Throughout human history, there have been but two absolute truths. The first is that jean shorts will never go out of style. The second is that television reached its peak on November 19, 1982, when Knight Rider introduced us to the character of K.A.R.R.
There is a third thing that I’m almost 100% certain should be added to this list, and it’s my assertion that Dave Matthews has a vagina. I’m still working to confirm this, however, and it’s been a struggle to do so since I am failing miserably at posing as a groupie at one of his concerts because I find it deplorable to be within 500 feet of him and I look just awful in go-go boots. So I’ve gone the route of becoming a licensed plumber, at which point I will wait anxiously for his shower to break and hope that he finds my ad on page 379 of the phone book. I also hope that he attempts to take a shower while I’m fixing it. So confirmation should be forthcoming soon.
But back to television. Anyone that knows me can tell you that I am a full-blown Knight Rider junkie. I’m sure the pitch for the show went something like this:
TV EXECUTIVE: I’m highly cynical of everything and doubt your proposal will amount to anything, but go ahead.
SHOW CREATOR: This show stars David Hasselhoff and is about a talking car and a guy who got shot in the face.
TV EXECUTIVE: That sounds nothing short of awesome!
And that TV executive was right. The only thing he got wrong was just how awesome the show would become. (Editor’s Note: It was super-awesome.)
Who can forget the aforementioned K.A.R.R., reminding us all just how close we are to evil machines taking over the world. Or better yet, Garth Knight, played masterfully by David Hasselhoff with facial hair. Rumor has it that Mr. Hasselhoff didn’t have time to grow said facial hair properly for the role so he ripped off his chest hairs on set and glued them to his face. I actually made that rumor up just now, but I assure you it comes from a very credible source, that source being the lock of David Hasselhoff’s chest hair I purchased on eBay for the ridiculously low bid of $6.99. (I wanted to bid $300 but I didn’t have it in my checking account and nobody would extend me that much credit.)
(Editor’s note: I can’t confirm if it was one of the chest hairs he glued to his face.)

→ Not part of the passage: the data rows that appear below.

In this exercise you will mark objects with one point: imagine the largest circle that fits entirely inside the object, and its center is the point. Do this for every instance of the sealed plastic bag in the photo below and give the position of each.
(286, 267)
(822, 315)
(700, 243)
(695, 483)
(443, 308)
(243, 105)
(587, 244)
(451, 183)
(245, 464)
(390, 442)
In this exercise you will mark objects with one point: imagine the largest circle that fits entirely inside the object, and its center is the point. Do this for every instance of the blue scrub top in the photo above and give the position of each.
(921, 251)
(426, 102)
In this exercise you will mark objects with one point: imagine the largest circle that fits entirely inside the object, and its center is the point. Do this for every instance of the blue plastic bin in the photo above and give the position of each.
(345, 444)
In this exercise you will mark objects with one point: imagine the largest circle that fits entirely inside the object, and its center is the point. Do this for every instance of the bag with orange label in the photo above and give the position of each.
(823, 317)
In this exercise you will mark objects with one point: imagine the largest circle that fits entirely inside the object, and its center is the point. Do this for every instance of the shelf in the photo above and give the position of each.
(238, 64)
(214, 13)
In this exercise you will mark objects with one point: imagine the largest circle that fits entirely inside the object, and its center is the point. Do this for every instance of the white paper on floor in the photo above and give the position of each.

But there hasn’t been a TV show like Knight Rider ever since. Oh, people have tried. Baywatch was a noble effort. Baywatch Nights was equally interesting. And Saved by the Bell taught me many valuable life lessons, most notably that even nerds can grow up and make sex tapes one day. But no one else has gotten the formula down for great TV.
That is, until now.
See, I wrote a pilot episode for a little situational comedy I think you’ll enjoy called Mermen and a Baby. It’s about these two guys named Mitch and Corey and they live together, and they seem like normal guys, except they both have this birth defect where they got gills instead of lungs, so they have to live underwater. Mitch is an insurance adjuster and Corey works in banking and they both have special offices filled with water and their escapades on dry land lead to sometimes heartwarming and always entertaining results. Also, they both bone a ton of mermaids, which is hot.
Here’s the thing, though. In the pilot episode, Mitch is totally boning this mermaid when there’s a knock on the door and it’s this girl he met in college who he also totally boned. But she’s got this baby and it’s his and she’s going to study abroad next semester so Mitch needs to take care of the baby. And Corey’s a cool dude, so he says he’ll help and so these two guys that have to live underwater have to raise a kid on their own that’s an air-breather. (That’s what they call us normal folks.)
So that’s my sitcom and it’s really funny and I made sure to include a lot of gay jokes because that’s what people laugh at nowadays. And at some point I’m going to have them meet a fisherman named Tyrelle, and he’ll be their black friend and he’ll try to teach them how to rap and be cool and he’ll make fun of how they dance.
Problem is, the networks are too stuck on their stupid show ideas to give mine a shot.
Same with my test script I wrote for Law & Order: Dogs. It would be like regular Law & Order, except with talking dogs. The big twist: They’d keep running into the stupid cat judge. And everyone knows that cats are soft on crime. I also don’t understand how these TV executives fail to see the spinoff potential. The wheels in my head are already spinning on Law & Order Dogs: SVU and Law & Order Dogs: Who Stole my Chew Toy?